What we need, as the report clearly states, is for the government to shift from ambition to delivery of net zero policies. Kensa will be looking to engage with the appropriate individuals at the CCC to ensure an understanding of the challenges for the ground source heat pump sector and what policies are required to unlock growth.

Enabling Policies Required: 

The CCC’s report rightly sets out a number of important recommendations that the government needs to enact to enable rapid electrification of heat. These include:

  • Confirm that electrification of heat is the default decarbonisation option to provide certainty to the market
  • Design, finalise and implement the Future Homes Standard by 2025, stipulating low carbon heating for all new homes
  • Finalise plans to prohibit the installation of fossil fuel boilers in off-gas grid properties from 2026, and on-gas grid properties from 2033 or 2035
  • Commit to long-term funding, beyond this spending review period, for key support schemes including the Boiler Upgrade Scheme and Social Housing Decarbonisation Fund
  • Reducing the cost of electricity relative to gas to make heat pumps cheaper to run than boilers
  • Reform to SAP and EPCs to better facilitate the uptake of low-carbon heat measures

Further policies for ground source heat: 

Kensa and the wider ground source industry warmly welcome all the CCC’s recommendations in this area. However, it is vital to recognise that even this comprehensive report falls short in identifying measures necessary to unlock the full potential of ground source heat pumps, and networked heat pumps in particular. Because networked heat pumps sit somewhere between heat network policy and heat pump policy they are too often forgotten and a major gap in thinking and policy remains.

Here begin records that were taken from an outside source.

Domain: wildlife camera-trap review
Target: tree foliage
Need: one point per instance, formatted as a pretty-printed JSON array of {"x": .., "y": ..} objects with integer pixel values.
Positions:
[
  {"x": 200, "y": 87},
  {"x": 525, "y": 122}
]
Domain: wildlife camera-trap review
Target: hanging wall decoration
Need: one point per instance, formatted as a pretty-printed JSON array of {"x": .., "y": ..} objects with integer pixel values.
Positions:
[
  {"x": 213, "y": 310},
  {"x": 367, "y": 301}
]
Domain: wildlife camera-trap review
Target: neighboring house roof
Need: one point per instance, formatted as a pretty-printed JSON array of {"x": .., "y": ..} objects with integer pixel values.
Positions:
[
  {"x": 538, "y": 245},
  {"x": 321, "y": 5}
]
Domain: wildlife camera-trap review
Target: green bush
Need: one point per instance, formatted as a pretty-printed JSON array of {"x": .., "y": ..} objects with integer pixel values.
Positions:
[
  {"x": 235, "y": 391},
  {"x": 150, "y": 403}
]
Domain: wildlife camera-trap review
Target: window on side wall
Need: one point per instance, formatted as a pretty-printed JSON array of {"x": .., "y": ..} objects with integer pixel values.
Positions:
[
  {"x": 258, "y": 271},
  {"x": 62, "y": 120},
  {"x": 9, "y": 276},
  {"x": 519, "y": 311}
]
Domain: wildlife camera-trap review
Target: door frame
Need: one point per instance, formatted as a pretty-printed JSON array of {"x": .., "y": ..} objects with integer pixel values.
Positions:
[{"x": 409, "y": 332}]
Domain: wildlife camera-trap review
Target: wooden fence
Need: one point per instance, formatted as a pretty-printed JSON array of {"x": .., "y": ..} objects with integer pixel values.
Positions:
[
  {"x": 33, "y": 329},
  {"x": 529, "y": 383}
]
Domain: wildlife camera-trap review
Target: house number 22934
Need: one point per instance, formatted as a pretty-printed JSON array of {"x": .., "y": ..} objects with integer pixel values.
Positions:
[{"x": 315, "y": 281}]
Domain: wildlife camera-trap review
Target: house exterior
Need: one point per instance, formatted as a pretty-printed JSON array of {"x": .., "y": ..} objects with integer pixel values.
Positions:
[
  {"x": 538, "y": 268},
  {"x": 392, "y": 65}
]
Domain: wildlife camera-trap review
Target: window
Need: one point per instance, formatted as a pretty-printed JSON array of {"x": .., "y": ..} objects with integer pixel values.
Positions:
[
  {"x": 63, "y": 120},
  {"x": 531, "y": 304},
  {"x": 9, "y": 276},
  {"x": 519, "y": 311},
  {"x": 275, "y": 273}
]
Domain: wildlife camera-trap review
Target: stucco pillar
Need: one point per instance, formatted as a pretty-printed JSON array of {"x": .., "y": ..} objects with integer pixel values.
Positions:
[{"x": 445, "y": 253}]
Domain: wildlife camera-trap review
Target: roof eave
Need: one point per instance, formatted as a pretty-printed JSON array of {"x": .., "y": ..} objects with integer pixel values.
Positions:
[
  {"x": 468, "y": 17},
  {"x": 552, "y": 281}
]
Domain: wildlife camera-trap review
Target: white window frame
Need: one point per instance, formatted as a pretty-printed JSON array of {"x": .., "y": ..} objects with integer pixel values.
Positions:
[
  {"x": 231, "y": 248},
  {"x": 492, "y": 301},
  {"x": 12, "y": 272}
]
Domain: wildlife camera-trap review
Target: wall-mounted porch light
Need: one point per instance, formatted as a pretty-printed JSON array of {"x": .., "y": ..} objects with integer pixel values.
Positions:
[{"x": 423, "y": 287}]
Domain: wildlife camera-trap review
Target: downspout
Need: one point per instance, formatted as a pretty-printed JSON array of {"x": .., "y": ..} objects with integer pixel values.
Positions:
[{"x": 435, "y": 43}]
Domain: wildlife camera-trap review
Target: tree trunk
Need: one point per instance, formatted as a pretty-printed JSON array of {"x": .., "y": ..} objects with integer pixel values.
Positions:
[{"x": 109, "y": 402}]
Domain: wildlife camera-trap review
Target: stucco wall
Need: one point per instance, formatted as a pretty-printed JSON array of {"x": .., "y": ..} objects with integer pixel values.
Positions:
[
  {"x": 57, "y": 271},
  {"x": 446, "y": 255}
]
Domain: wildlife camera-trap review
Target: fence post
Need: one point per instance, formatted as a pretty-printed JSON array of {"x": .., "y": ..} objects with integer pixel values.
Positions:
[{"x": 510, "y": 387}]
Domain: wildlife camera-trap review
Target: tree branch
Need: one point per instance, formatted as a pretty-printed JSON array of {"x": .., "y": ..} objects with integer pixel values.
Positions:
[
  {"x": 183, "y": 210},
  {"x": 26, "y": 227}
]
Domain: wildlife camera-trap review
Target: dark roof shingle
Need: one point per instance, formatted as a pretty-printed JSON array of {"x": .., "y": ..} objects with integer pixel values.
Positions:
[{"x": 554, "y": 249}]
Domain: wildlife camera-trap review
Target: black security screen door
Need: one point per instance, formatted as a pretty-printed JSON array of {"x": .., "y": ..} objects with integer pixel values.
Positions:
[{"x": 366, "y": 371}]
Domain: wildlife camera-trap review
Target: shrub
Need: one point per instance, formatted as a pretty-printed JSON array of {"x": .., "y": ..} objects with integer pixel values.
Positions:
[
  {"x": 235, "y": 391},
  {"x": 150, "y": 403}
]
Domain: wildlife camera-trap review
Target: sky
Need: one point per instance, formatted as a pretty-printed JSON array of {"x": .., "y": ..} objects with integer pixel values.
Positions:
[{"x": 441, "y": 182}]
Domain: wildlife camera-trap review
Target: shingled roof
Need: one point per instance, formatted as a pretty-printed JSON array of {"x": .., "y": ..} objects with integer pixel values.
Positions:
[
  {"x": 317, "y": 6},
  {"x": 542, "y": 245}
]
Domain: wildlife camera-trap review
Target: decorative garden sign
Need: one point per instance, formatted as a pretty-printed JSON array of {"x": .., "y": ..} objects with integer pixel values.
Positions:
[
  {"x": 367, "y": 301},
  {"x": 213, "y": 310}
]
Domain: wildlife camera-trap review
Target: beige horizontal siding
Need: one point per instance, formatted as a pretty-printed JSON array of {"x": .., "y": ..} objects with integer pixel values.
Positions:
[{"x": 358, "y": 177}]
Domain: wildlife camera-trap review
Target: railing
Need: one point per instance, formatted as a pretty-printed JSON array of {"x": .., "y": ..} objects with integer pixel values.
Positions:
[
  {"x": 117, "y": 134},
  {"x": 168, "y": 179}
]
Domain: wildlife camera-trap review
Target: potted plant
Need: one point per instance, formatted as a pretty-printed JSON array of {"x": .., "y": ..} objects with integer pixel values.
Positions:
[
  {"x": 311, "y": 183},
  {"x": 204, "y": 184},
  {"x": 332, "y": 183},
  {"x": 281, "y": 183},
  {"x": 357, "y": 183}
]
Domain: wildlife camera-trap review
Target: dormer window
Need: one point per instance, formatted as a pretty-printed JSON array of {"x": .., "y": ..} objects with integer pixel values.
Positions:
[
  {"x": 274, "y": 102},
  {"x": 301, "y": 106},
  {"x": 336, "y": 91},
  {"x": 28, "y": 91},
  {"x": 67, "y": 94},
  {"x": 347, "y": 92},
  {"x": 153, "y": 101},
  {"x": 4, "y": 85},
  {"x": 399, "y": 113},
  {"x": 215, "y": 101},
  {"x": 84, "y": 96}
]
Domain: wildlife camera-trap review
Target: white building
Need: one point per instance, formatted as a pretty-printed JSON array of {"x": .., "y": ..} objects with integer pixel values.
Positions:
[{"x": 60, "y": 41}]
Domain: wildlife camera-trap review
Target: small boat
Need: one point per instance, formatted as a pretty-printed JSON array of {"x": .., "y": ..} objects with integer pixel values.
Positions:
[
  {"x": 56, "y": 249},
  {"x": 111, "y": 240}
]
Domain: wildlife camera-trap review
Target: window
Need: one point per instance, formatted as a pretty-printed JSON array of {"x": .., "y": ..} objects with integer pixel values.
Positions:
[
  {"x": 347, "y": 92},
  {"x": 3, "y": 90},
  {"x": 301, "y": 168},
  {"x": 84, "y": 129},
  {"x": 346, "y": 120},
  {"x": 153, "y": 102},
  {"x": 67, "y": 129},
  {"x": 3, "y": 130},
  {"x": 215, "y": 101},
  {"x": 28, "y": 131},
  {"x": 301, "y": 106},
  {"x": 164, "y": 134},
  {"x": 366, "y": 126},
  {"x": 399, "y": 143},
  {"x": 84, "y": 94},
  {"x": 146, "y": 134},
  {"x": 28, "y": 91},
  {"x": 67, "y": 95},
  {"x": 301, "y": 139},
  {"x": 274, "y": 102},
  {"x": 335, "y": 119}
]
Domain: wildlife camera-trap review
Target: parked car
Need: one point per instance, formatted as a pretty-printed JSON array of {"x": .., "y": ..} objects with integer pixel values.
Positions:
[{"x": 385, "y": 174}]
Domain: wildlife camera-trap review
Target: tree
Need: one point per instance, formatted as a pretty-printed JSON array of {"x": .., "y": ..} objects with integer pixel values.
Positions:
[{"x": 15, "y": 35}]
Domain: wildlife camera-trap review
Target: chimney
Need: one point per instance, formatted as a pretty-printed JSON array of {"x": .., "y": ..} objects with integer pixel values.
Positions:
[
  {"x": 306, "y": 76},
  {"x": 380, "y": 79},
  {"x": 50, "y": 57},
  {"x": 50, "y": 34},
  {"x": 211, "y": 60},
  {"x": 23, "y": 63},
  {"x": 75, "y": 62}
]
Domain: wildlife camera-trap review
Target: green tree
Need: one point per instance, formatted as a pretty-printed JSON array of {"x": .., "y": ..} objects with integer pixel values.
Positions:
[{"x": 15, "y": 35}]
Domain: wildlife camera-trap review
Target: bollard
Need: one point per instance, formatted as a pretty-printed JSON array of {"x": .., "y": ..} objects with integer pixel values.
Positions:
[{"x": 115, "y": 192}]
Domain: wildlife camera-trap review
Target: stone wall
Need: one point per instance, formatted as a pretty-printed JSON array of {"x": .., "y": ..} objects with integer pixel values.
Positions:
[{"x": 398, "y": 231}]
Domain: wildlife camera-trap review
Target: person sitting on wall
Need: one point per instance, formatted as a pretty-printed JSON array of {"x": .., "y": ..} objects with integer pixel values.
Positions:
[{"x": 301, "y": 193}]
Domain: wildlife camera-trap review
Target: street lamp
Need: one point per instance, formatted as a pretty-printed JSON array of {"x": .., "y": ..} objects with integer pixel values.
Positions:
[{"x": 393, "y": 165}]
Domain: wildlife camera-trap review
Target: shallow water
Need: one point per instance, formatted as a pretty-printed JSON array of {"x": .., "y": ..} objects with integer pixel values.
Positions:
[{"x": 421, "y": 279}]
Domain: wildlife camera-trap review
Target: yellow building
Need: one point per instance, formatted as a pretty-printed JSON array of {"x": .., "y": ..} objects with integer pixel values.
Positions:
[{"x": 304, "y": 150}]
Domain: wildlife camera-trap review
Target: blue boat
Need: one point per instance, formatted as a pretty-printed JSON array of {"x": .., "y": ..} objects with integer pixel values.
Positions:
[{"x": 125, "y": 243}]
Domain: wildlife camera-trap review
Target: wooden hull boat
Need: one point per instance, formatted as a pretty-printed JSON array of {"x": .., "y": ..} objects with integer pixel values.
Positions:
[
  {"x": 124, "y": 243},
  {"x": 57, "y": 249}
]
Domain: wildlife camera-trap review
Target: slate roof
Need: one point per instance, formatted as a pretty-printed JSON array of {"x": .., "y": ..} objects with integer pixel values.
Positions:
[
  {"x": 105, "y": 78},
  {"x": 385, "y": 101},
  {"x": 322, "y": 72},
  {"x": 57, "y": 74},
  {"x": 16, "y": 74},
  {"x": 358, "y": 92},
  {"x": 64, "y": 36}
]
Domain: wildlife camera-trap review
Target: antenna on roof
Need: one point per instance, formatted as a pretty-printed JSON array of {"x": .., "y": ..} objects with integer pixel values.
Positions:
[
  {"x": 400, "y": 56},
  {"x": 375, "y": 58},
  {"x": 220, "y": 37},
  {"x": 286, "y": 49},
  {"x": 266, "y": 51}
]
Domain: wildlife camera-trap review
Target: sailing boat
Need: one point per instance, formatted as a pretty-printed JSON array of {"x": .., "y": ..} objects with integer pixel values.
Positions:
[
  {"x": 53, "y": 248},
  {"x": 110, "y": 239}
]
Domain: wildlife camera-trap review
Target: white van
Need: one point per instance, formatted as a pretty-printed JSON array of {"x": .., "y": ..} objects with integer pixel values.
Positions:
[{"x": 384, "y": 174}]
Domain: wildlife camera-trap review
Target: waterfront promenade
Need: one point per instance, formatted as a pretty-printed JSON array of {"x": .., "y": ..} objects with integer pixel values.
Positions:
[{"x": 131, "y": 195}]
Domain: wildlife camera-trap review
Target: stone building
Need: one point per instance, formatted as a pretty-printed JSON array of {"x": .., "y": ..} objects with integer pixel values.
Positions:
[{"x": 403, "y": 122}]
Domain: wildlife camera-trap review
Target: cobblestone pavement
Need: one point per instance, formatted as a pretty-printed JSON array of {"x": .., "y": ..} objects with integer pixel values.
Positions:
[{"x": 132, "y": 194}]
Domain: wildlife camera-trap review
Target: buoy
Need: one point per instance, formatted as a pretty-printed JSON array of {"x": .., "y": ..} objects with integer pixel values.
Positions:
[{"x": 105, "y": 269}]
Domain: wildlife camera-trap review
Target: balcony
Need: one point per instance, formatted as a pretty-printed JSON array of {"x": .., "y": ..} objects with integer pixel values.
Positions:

As Element Energy’s recent Low Carbon Heat Study demonstrated, failing to capitalise on the benefits of networked heat pumps would leave the UK using more energy, paying more for its electricity network, and householders paying more in bills. Two major additional areas of reform are required here:

  • Reform of Heat Pump Support Schemes: Kensa’s overarching aim is for a subsidy free market for its products by 2028. Provided the right regulations are introduced to ban the connection of gas connections to new properties from 2025 (Future Homes Standard), networked GSHPs in new developments will be an economically viable solution very soon. However, with a target of 600,000 heat pumps a year by 2028, and new builds accounting for less than 200,000 installations/year, it is patently obvious that most of the growth will need to come from retrofitting buildings in the private and social housing sectors.

Important reforms and further funding are required across major schemes like the Boiler Upgrade Scheme, the Social Housing Decarbonisation Fund, ECO4, Green Heat Network Fund, Green Homes Grant to ensure enough heat pump each year. Critically, to deliver the benefits available from networked heat pumps it is vital that support schemes start to recognise that heat pumps are not one single technology, but two (ASHP and GSHP) with each providing their own benefits and drawbacks.

Support schemes must recognise the long-term benefits GSHP can provide over ASHP (100-year lifetime of infrastructure, greater efficiency, private sector funded networks) and provide bespoke support over the next five years to create the market for GSHP and help us build the UK supply and economies of scale necessary to deliver subsidy free by the end of the decade.

  • Heat Zoning: Decarbonising heat is a huge challenge and will require using all the technologies we have at our disposal: air-source heat pumps, networked GSHP, heat networks, and hydrogen. However, it is increasingly clear that a planned strategic approach is required. Leaving everything up to consumer choice would result in huge additional infrastructure costs, vastly increase energy consumption and waste time and resources we do not have. Instead, we must see a comprehensive mapping of the UK into different ‘heat zones’ where the right heating technologies, deliver decarbonisation at the lowest system and consumer cost, are identified for each area.

The Energy Bill is starting this approach with plans to establish ‘Heat Network Zones’, but government must go further aiming to ‘heat zone’ the country, working with local authorities to establish the right technologies for the right places.